Adding Functionality with Test-Driven Development

既然我们将 src/lib.rs 中的搜索逻辑与 main 函数分开了，为我们代码的核心功能编写测试就容易得多了。我们可以直接使用各种参数调用函数并检查返回值，而不必从命令行调用我们的二进制文件。

Now that we have the search logic in src/lib.rs separate from the main function, it’s much easier to write tests for the core functionality of our code. We can call functions directly with various arguments and check return values without having to call our binary from the command line.

在本节中，我们将使用测试驱动开发 (TDD) 过程为 minigrep 程序添加搜索逻辑，步骤如下：

In this section, we’ll add the searching logic to the minigrep program using the test-driven development (TDD) process with the following steps:

1. 编写一个失败的测试并运行它，以确保它因你预期的原因而失败。

2. 编写或修改刚好足够让新测试通过的代码。

3. 重构你刚刚添加或更改的代码，并确保测试继续通过。

4. 从第 1 步重复！

5. Write a test that fails and run it to make sure it fails for the reason you expect.

6. Write or modify just enough code to make the new test pass.

7. Refactor the code you just added or changed and make sure the tests continue to pass.

8. Repeat from step 1!

虽然 TDD 只是众多编写软件的方法之一，但它有助于推动代码设计。在编写让测试通过的代码之前编写测试，有助于在整个过程中保持高测试覆盖率。

Though it’s just one of many ways to write software, TDD can help drive code design. Writing the test before you write the code that makes the test pass helps maintain high test coverage throughout the process.

我们将通过测试驱动来实现真正执行在文件内容中搜索查询字符串并生成匹配查询的行列表的功能。我们将在一个名为 search 的函数中添加此功能。

We’ll test-drive the implementation of the functionality that will actually do the searching for the query string in the file contents and produce a list of lines that match the query. We’ll add this functionality in a function called search.

编写一个失败的测试 (Writing a Failing Test)

Writing a Failing Test

在 src/lib.rs 中，我们将添加一个带有测试函数的 tests 模块，就像我们在第 11 章中所做的那样。测试函数指定了我们希望 search 函数具有的行为：它将接收一个查询和要搜索的文本，并仅返回文本中包含该查询的行。示例 12-15 展示了这个测试。

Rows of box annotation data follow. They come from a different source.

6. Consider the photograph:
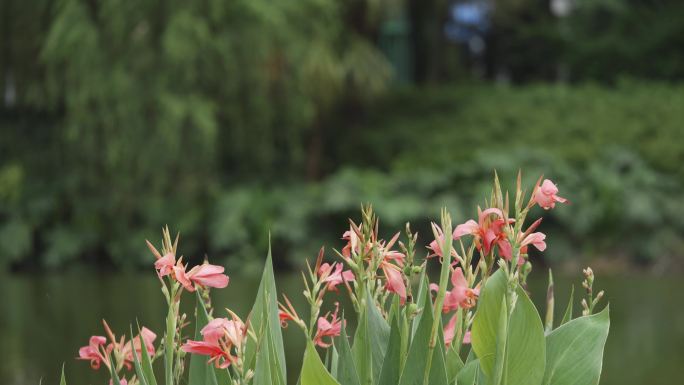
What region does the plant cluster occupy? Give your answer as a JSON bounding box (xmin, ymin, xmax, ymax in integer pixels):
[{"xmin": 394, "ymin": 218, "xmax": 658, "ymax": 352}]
[{"xmin": 62, "ymin": 174, "xmax": 609, "ymax": 385}]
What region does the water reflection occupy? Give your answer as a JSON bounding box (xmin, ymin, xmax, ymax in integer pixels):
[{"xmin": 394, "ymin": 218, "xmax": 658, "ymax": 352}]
[{"xmin": 0, "ymin": 274, "xmax": 684, "ymax": 385}]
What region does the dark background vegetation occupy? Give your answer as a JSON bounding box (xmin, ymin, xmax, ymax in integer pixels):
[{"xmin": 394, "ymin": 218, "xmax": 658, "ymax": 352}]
[{"xmin": 0, "ymin": 0, "xmax": 684, "ymax": 272}]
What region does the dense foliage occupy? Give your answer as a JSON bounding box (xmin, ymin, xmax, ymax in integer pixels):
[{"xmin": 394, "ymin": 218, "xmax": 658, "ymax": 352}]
[
  {"xmin": 0, "ymin": 0, "xmax": 684, "ymax": 269},
  {"xmin": 62, "ymin": 174, "xmax": 610, "ymax": 385},
  {"xmin": 0, "ymin": 83, "xmax": 684, "ymax": 268}
]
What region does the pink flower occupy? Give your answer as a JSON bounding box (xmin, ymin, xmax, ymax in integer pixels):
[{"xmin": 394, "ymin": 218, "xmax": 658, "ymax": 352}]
[
  {"xmin": 463, "ymin": 330, "xmax": 471, "ymax": 344},
  {"xmin": 76, "ymin": 336, "xmax": 109, "ymax": 370},
  {"xmin": 173, "ymin": 260, "xmax": 229, "ymax": 292},
  {"xmin": 121, "ymin": 326, "xmax": 157, "ymax": 363},
  {"xmin": 318, "ymin": 263, "xmax": 354, "ymax": 291},
  {"xmin": 181, "ymin": 313, "xmax": 247, "ymax": 368},
  {"xmin": 444, "ymin": 314, "xmax": 458, "ymax": 348},
  {"xmin": 520, "ymin": 232, "xmax": 546, "ymax": 253},
  {"xmin": 430, "ymin": 267, "xmax": 480, "ymax": 313},
  {"xmin": 533, "ymin": 179, "xmax": 568, "ymax": 210},
  {"xmin": 379, "ymin": 233, "xmax": 406, "ymax": 266},
  {"xmin": 154, "ymin": 253, "xmax": 176, "ymax": 277},
  {"xmin": 427, "ymin": 222, "xmax": 456, "ymax": 258},
  {"xmin": 314, "ymin": 302, "xmax": 342, "ymax": 348},
  {"xmin": 380, "ymin": 261, "xmax": 406, "ymax": 305},
  {"xmin": 452, "ymin": 208, "xmax": 513, "ymax": 260}
]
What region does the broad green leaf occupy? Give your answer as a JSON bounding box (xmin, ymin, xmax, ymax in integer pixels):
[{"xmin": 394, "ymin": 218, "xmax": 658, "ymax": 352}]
[
  {"xmin": 456, "ymin": 359, "xmax": 480, "ymax": 385},
  {"xmin": 352, "ymin": 294, "xmax": 390, "ymax": 385},
  {"xmin": 352, "ymin": 302, "xmax": 373, "ymax": 385},
  {"xmin": 188, "ymin": 291, "xmax": 218, "ymax": 385},
  {"xmin": 335, "ymin": 316, "xmax": 361, "ymax": 385},
  {"xmin": 377, "ymin": 313, "xmax": 402, "ymax": 385},
  {"xmin": 59, "ymin": 364, "xmax": 66, "ymax": 385},
  {"xmin": 399, "ymin": 280, "xmax": 447, "ymax": 385},
  {"xmin": 245, "ymin": 245, "xmax": 287, "ymax": 385},
  {"xmin": 138, "ymin": 325, "xmax": 157, "ymax": 385},
  {"xmin": 411, "ymin": 264, "xmax": 430, "ymax": 339},
  {"xmin": 254, "ymin": 291, "xmax": 286, "ymax": 385},
  {"xmin": 543, "ymin": 307, "xmax": 610, "ymax": 385},
  {"xmin": 561, "ymin": 285, "xmax": 575, "ymax": 325},
  {"xmin": 471, "ymin": 270, "xmax": 546, "ymax": 385},
  {"xmin": 130, "ymin": 326, "xmax": 149, "ymax": 385},
  {"xmin": 300, "ymin": 341, "xmax": 340, "ymax": 385}
]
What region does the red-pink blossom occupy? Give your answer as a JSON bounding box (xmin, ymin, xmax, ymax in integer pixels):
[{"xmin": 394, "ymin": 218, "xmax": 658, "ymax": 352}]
[
  {"xmin": 76, "ymin": 336, "xmax": 109, "ymax": 370},
  {"xmin": 430, "ymin": 267, "xmax": 480, "ymax": 313},
  {"xmin": 314, "ymin": 303, "xmax": 342, "ymax": 348},
  {"xmin": 533, "ymin": 179, "xmax": 568, "ymax": 210},
  {"xmin": 181, "ymin": 314, "xmax": 247, "ymax": 368},
  {"xmin": 452, "ymin": 207, "xmax": 513, "ymax": 260},
  {"xmin": 121, "ymin": 326, "xmax": 157, "ymax": 364},
  {"xmin": 380, "ymin": 261, "xmax": 406, "ymax": 305},
  {"xmin": 154, "ymin": 253, "xmax": 176, "ymax": 277}
]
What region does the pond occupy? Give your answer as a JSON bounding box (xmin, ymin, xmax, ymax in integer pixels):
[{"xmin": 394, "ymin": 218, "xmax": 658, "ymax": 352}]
[{"xmin": 0, "ymin": 273, "xmax": 684, "ymax": 385}]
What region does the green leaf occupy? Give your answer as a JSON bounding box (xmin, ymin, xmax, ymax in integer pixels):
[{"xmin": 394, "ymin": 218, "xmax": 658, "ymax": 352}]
[
  {"xmin": 411, "ymin": 264, "xmax": 430, "ymax": 339},
  {"xmin": 335, "ymin": 316, "xmax": 361, "ymax": 385},
  {"xmin": 352, "ymin": 300, "xmax": 373, "ymax": 385},
  {"xmin": 446, "ymin": 344, "xmax": 465, "ymax": 384},
  {"xmin": 130, "ymin": 326, "xmax": 149, "ymax": 385},
  {"xmin": 352, "ymin": 294, "xmax": 390, "ymax": 384},
  {"xmin": 245, "ymin": 245, "xmax": 287, "ymax": 385},
  {"xmin": 188, "ymin": 291, "xmax": 218, "ymax": 385},
  {"xmin": 59, "ymin": 364, "xmax": 66, "ymax": 385},
  {"xmin": 377, "ymin": 313, "xmax": 402, "ymax": 385},
  {"xmin": 109, "ymin": 352, "xmax": 121, "ymax": 385},
  {"xmin": 300, "ymin": 340, "xmax": 340, "ymax": 385},
  {"xmin": 561, "ymin": 285, "xmax": 575, "ymax": 325},
  {"xmin": 471, "ymin": 270, "xmax": 546, "ymax": 385},
  {"xmin": 456, "ymin": 359, "xmax": 480, "ymax": 385},
  {"xmin": 543, "ymin": 307, "xmax": 610, "ymax": 385},
  {"xmin": 138, "ymin": 325, "xmax": 157, "ymax": 385}
]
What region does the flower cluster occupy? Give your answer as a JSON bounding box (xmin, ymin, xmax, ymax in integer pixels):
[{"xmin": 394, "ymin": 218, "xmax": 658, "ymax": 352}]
[
  {"xmin": 182, "ymin": 313, "xmax": 247, "ymax": 369},
  {"xmin": 77, "ymin": 320, "xmax": 157, "ymax": 384},
  {"xmin": 71, "ymin": 174, "xmax": 607, "ymax": 385}
]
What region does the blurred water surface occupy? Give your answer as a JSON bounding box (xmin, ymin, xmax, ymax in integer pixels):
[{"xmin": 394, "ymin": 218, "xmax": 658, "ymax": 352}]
[{"xmin": 0, "ymin": 272, "xmax": 684, "ymax": 385}]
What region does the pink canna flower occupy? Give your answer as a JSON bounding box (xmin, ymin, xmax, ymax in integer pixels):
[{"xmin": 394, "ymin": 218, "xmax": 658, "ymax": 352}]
[
  {"xmin": 444, "ymin": 314, "xmax": 458, "ymax": 348},
  {"xmin": 533, "ymin": 179, "xmax": 568, "ymax": 210},
  {"xmin": 181, "ymin": 340, "xmax": 236, "ymax": 369},
  {"xmin": 121, "ymin": 326, "xmax": 157, "ymax": 366},
  {"xmin": 154, "ymin": 253, "xmax": 176, "ymax": 277},
  {"xmin": 452, "ymin": 207, "xmax": 513, "ymax": 260},
  {"xmin": 173, "ymin": 260, "xmax": 229, "ymax": 292},
  {"xmin": 314, "ymin": 302, "xmax": 342, "ymax": 348},
  {"xmin": 463, "ymin": 330, "xmax": 471, "ymax": 344},
  {"xmin": 318, "ymin": 263, "xmax": 354, "ymax": 291},
  {"xmin": 380, "ymin": 261, "xmax": 406, "ymax": 305},
  {"xmin": 76, "ymin": 336, "xmax": 109, "ymax": 370},
  {"xmin": 520, "ymin": 232, "xmax": 546, "ymax": 254},
  {"xmin": 427, "ymin": 222, "xmax": 457, "ymax": 258},
  {"xmin": 444, "ymin": 314, "xmax": 470, "ymax": 348},
  {"xmin": 430, "ymin": 267, "xmax": 480, "ymax": 313}
]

In src/lib.rs, we’ll add a tests module with a test function, as we did in Chapter 11. The test function specifies the behavior we want the search function to have: It will take a query and the text to search, and it will return only the lines from the text that contain the query. Listing 12-15 shows this test.

{{#rustdoc_include ../listings/ch12-an-io-project/listing-12-15/src/lib.rs:here}}

此测试搜索字符串 "duct" 。我们要搜索的文本有三行，其中只有一行包含 "duct"（注意开头的双引号后的反斜杠告诉 Rust 不要在这个字符串字面量内容的开头放入换行符）。我们断言从 search 函数返回的值仅包含我们期望的那一行。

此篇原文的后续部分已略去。